Women needing follow-up care for abnormal cervical smear results were inadvertently ignored by their public hospital, and one woman's invasive cancer went undetected and untreated for too long, a report reveals.
An inquiry by Health and Disability Commissioner Ron Paterson, sparked by a complaint from the cancer patient's husband, found that the Waitemata District Health Board and two of its gynaecologists - both unnamed - breached the patient's rights. She had been subjected to "totally unsatisfactory" delays.
The investigation into the case of "Mrs A" brought to light lapses in the care of 28 other women, some of whom had high-grade abnormalities of the cervix but were not given follow-up appointments.
A systems error has been blamed, and the hospital says the problems are now resolved.
In his report, released today, Mr Paterson said women in New Zealand were entitled to "a far better standard of care and communication from the publicly funded health system".
"It is unacceptable that a disease that is so well known, well described and for which there are clear, established guidelines for diagnosis and treatment had gone undetected and untreated for so long in a public hospital setting in 2002/03."

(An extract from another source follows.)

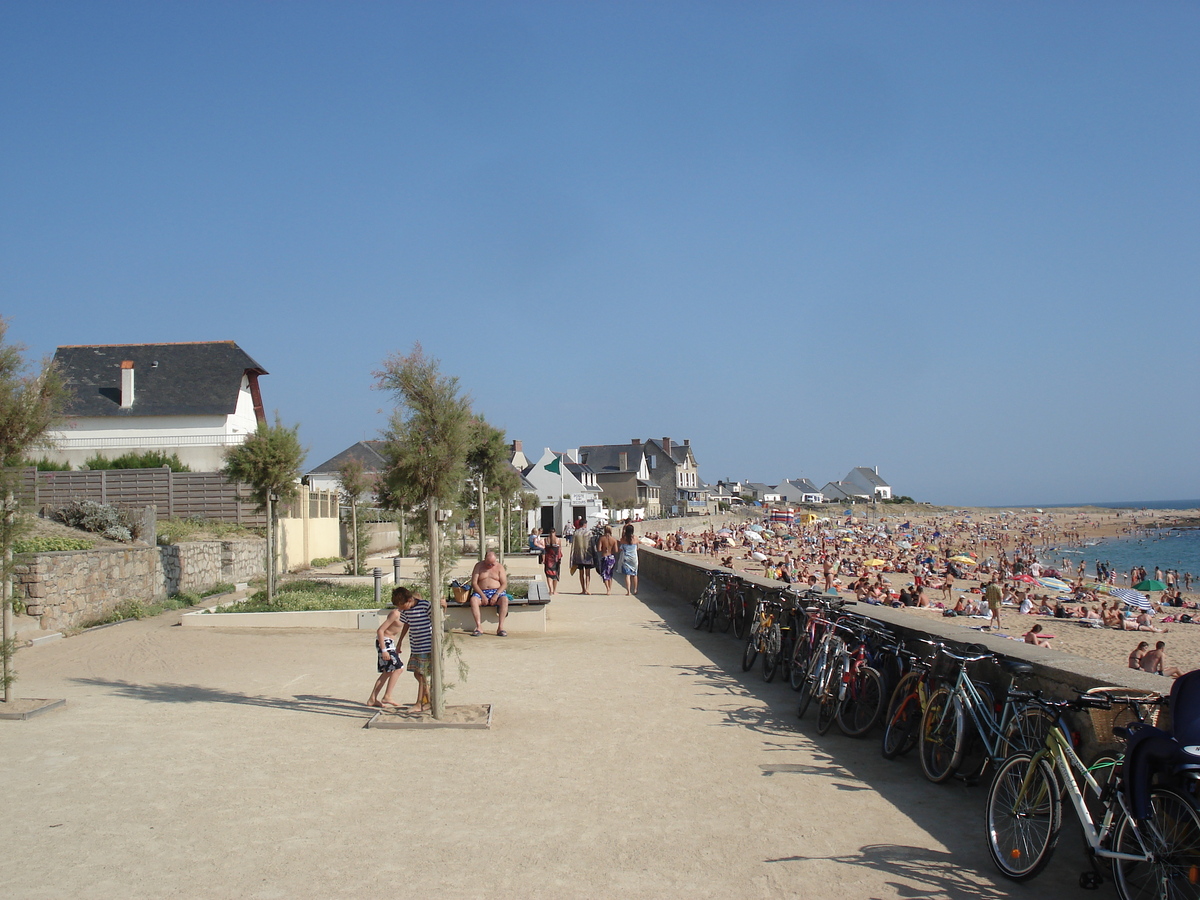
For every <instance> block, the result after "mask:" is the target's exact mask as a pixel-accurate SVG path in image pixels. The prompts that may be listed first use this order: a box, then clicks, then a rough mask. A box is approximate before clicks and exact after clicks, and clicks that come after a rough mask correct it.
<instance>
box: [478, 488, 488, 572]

He recommended that the health board, which accepted his findings and apologised to Mrs A, review its gynaecology service. When it did that, it brought to light other cases.
The board's clinical director of gynaecology, Associate Professor Jenny Westgate, said the review showed that seven women with high-grade abnormalities of the cervix had had inadequate follow-up after initial colposcopy assessment.
A further 21, with a mixture of abnormalities, had been seen and treated as necessary, but their follow-up had not been completed within the appropriate time.
In some cases, including five of the high-grade cases, the hospital had not made the necessary appointments for the women.
The others had failed to turn up for an appointment that had been made.
All of the women had now been contacted, Professor Westgate said.
"To our knowledge none of the high-grade ones have developed cancer. The other people ... they didn't have cancer and we expect to be able to finish their follow-up."
The failure to make appointments was a systems error, she said. It would be too difficult to explain what happened in each case, but she was confident that a new auditing process would prevent a repeat.
Professor Westgate said the colposcopy delays that led to the complaint no longer occurred.
Mr Paterson said comments in 2002 by hospital staff to Mrs A, who had been married for 21 years, about unsafe or unfaithful sex causing her condition were "totally inappropriate" and could have "reduced her willingness" to attend the hospital.
His adviser had reported that this could be because of "communication problems with overseas-trained doctors". Mr Paterson noted Waitemata's comments to him about a lack of resources and other factors contributing to the woman's care.
But he said there were repeated missed opportunities for the hospital to take a cervical smear, "and a notable failure to fast-track treatment once the ulcerated cervix was identified".
"The awareness and response to cervical cancer on the part of medical staff appears to have been poor."
Dr Sue Belgrave, a gynaecologist at North Shore Hospital, told the Herald last night that Mrs A's case was well known and regrettable.
"Certainly [in this case] there were process delays that ideally shouldn't have happened and that's regrettable.
"It also happened near Christmas time, a problem all health services have to deal with, which can compound a situation."
She said steps had been taken and it would be "highly unlikely" that a similar situation would happen again.
Dr Bernard Brenner, who has been a practising gynaecologist on the North Shore for 25 years, said a three-week wait for treatment in the public health system was not unusual.
He said only patients in emergency circumstances, such as if they were haemorrhaging or in acute pain, usually got immediate treatment.
It is five years since the Gisborne ministerial inquiry identified major failings in the national cervical screening programme.
The programme's clinical leader, Dr Hazel Lewis, said the Waitemata board's review and changes were appropriate.
She was unaware of other boards having similar problems.
CASE STUDY
Cancer goes undetected and untreated
Mrs A, who was in her 40s, complained in October 2003 after delays in her diagnosis at North Shore Hospital. She was first admitted in April 2002 for abdominal pain but a smear was only taken months later.
She was readmitted to the hospital on November 28 with pain and her cervix was found to be ulcerated and a scan showed a "cervical mass".
However, more than three weeks elapsed between her "urgent" referral to the hospital's colposcopy clinic and the date of the visit.
Under national guidelines she should have been seen within a week, but the board admits that because of pressures on the colposcopy service in 2002, even urgent cases were not always seen that quickly.
At the clinic, a doctor who was not identified by name, noted that Mrs A's cervix had become a malignant tumour that bled to the touch, but told her only that "things are not looking good", not that it was cancer.
The doctor wanted laboratory proof first, which came on January 3, ahead of another visit on January 20.
Mrs A's cancer was treated at another hospital and her husband told the commissioner last October that it was in remission.